Providing coverage of Alaska and northern Canada's oil and gas industry
September 2018

Vol. 23, No.35 Week of September 02, 2018

Results from Doyon/CIRI Totchaket. Nenana basin well not commercial

Alan Bailey

Petroleum News

The Totchaket No. 1 exploration well, drilled in the Nenana basin this summer by Doyon Ltd. and Cook Inlet Region Inc, encountered multiple gas shows but did not find commercial oil or gas, CIRI has reported. CIRI said that, based on drilling results conducted so far in the basin, it continues to view the basin as holding considerable resources.

Drilling of the Totchaket well, on the east side of the Tanana River, about 20 miles north of the town of Nenana, began on June 6 and ended on July 5. The well has since been plugged and abandoned. According to data published by the Alaska Oil and Gas Conservation Commission, the well was drilled to a vertical depth of 11,225 feet.

Multiyear program

Doyon has been conducting an oil and gas exploration program in the Nenana basin for a number of years - CIRI has partnered with Doyon in the drilling of both the Totchaket well and the previous well drilled in the basin, the Toghotthele well, drilled in 2016. The basin is conveniently located close to the Parks Highway, to the southwest of Fairbanks.

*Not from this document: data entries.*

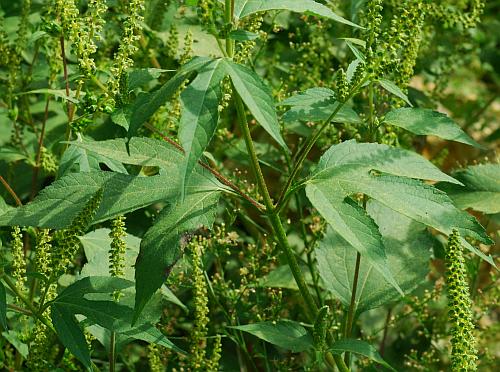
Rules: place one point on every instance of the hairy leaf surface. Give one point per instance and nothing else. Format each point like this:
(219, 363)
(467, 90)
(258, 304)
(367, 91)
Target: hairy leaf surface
(257, 97)
(407, 245)
(244, 8)
(481, 190)
(428, 122)
(200, 114)
(161, 245)
(284, 333)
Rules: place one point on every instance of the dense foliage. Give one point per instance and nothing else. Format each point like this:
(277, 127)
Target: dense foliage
(246, 185)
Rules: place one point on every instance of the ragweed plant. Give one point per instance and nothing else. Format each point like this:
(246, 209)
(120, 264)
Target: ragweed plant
(287, 176)
(463, 343)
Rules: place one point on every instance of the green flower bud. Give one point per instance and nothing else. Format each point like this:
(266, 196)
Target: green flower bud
(463, 343)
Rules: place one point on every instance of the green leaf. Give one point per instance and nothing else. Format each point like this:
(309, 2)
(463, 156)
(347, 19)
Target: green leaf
(352, 223)
(282, 277)
(71, 335)
(407, 246)
(77, 159)
(161, 246)
(14, 340)
(58, 204)
(96, 246)
(367, 157)
(244, 8)
(151, 334)
(91, 297)
(242, 35)
(394, 89)
(317, 104)
(141, 76)
(3, 307)
(133, 116)
(257, 97)
(284, 333)
(428, 122)
(138, 151)
(359, 347)
(357, 53)
(481, 191)
(11, 154)
(200, 114)
(4, 207)
(351, 168)
(60, 93)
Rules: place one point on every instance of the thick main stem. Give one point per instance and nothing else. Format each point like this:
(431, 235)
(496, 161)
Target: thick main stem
(112, 352)
(273, 216)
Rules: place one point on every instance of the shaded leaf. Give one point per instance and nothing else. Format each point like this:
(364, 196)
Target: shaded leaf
(70, 334)
(286, 334)
(352, 223)
(365, 157)
(96, 246)
(60, 93)
(428, 122)
(3, 306)
(317, 104)
(134, 115)
(138, 151)
(481, 190)
(58, 204)
(141, 76)
(200, 114)
(243, 8)
(161, 245)
(257, 97)
(359, 347)
(394, 89)
(407, 246)
(76, 159)
(14, 340)
(242, 35)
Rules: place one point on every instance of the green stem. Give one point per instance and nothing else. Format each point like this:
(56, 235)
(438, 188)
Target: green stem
(273, 216)
(112, 352)
(352, 305)
(304, 151)
(228, 15)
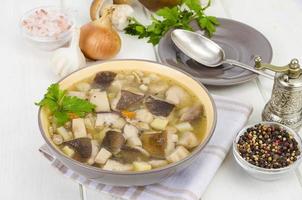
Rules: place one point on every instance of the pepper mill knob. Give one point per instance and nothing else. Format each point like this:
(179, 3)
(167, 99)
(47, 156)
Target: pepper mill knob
(293, 69)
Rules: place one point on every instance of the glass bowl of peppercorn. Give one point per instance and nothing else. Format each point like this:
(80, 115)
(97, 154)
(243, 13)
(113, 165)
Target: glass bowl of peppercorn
(267, 150)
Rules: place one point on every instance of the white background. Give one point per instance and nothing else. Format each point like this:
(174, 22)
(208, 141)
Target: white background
(25, 74)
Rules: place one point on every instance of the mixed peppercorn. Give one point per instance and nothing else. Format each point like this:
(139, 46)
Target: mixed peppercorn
(268, 146)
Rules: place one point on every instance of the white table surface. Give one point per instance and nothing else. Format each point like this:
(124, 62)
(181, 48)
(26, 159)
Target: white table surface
(26, 73)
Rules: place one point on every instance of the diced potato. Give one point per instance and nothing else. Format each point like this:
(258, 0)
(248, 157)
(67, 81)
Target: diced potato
(146, 80)
(188, 140)
(64, 133)
(78, 128)
(94, 152)
(117, 166)
(184, 126)
(81, 95)
(102, 156)
(130, 131)
(83, 87)
(143, 87)
(100, 99)
(57, 139)
(68, 151)
(119, 123)
(143, 115)
(101, 135)
(171, 142)
(159, 123)
(179, 154)
(89, 123)
(158, 163)
(142, 126)
(177, 95)
(141, 166)
(109, 119)
(134, 141)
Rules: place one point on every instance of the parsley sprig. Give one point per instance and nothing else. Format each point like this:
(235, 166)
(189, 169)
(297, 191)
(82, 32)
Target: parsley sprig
(176, 17)
(64, 107)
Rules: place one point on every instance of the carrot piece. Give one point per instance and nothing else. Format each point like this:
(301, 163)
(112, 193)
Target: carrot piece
(128, 114)
(72, 116)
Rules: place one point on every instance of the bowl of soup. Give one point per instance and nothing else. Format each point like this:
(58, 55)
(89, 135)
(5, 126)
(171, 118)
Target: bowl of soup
(149, 122)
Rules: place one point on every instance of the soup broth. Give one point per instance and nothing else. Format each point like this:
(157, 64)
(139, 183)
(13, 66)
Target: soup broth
(141, 121)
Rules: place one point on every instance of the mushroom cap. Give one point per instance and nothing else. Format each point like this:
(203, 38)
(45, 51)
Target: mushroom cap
(159, 107)
(97, 6)
(82, 146)
(128, 99)
(155, 144)
(113, 141)
(104, 79)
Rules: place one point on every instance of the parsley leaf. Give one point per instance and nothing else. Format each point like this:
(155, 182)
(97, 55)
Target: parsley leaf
(64, 107)
(176, 17)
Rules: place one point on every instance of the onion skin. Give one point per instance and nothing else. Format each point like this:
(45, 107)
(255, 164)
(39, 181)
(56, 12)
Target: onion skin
(99, 40)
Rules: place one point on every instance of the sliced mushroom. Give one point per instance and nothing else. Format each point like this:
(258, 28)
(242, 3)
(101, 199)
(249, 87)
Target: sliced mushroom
(78, 128)
(134, 141)
(109, 119)
(176, 95)
(101, 101)
(155, 144)
(158, 87)
(191, 114)
(178, 154)
(130, 154)
(104, 79)
(158, 163)
(81, 145)
(102, 156)
(94, 151)
(188, 140)
(113, 141)
(141, 166)
(143, 115)
(130, 131)
(127, 99)
(114, 165)
(158, 107)
(171, 143)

Recently Doyon has been particularly focusing on making an oil discovery, although the basin is also highly prospective for natural gas.

The Nenana basin, one of a number of Alaska basins formed by the pulling apart of the Earth’s crust, is filled with a huge thickness of non-marine Tertiary sediments. Coal seams and shales within the rock sequence have the potential to source both oil and gas, depending on the extent to which they are heated at depth. There are sands with excellent hydrocarbon reservoir potential, interlayered with shales that could form hydrocarbon traps. In broad terms, the basin has a northeast to southwest trending hourglass shape, with a deep basin in the north and a central saddle in the narrower, central part of the basin, immediately west of the town of Nenana. The depths reached in the northerly section of the basin are thought to be sufficient to have raised the temperatures in the potential source rocks to levels conducive to oil formation.

Three previous wells

Doyon and partners have previously drilled three wells in the basin’s central saddle, targeting potential traps identified from seismic data. The hope was that hydrocarbons migrating up into the saddle from deeper parts of the basin would have become trapped. Although these wells failed to discover viable pools of oil or gas, the wells did encounter evidence of an active petroleum system. The Toghotthele No. 1 well, for example, drilled in 2016, found multiple oil shows, as well as natural gas. Some of that gas was “wet gas,” containing natural gas liquids that must have formed through the application of heat rather than through microbial action on organic material. But it seems that what now appears to be a trapping structure had formed after the oil had migrated through the rocks.

The Nunivak No. 1 well, drilled in 2009, also encountered some oil shows. And the Nunivak No. 2 well, drilled in 2013, found a 400-foot thick section of gas-bearing rock that also contained too much water to be commercially viable.

Focus on northerly prospects

With the drilling of the Totchaket well, attention shifted to the deeper more northerly part of the basin, above the presumed oil and gas kitchen. The well targeted the Totchaket East prospect, one of five prospects identified from 3-D seismic data collected from a survey conducted in 2017. Apparently the seismic displayed hydrocarbon indicators in all of the prospects. And the mapping of subsurface rock units, using seismic and gravity data, suggests that the northern part of the basin may have more reliable hydrocarbon migration pathways than farther south, with an absence of the uplift that may have disrupted hydrocarbon trapping mechanisms in the central saddle.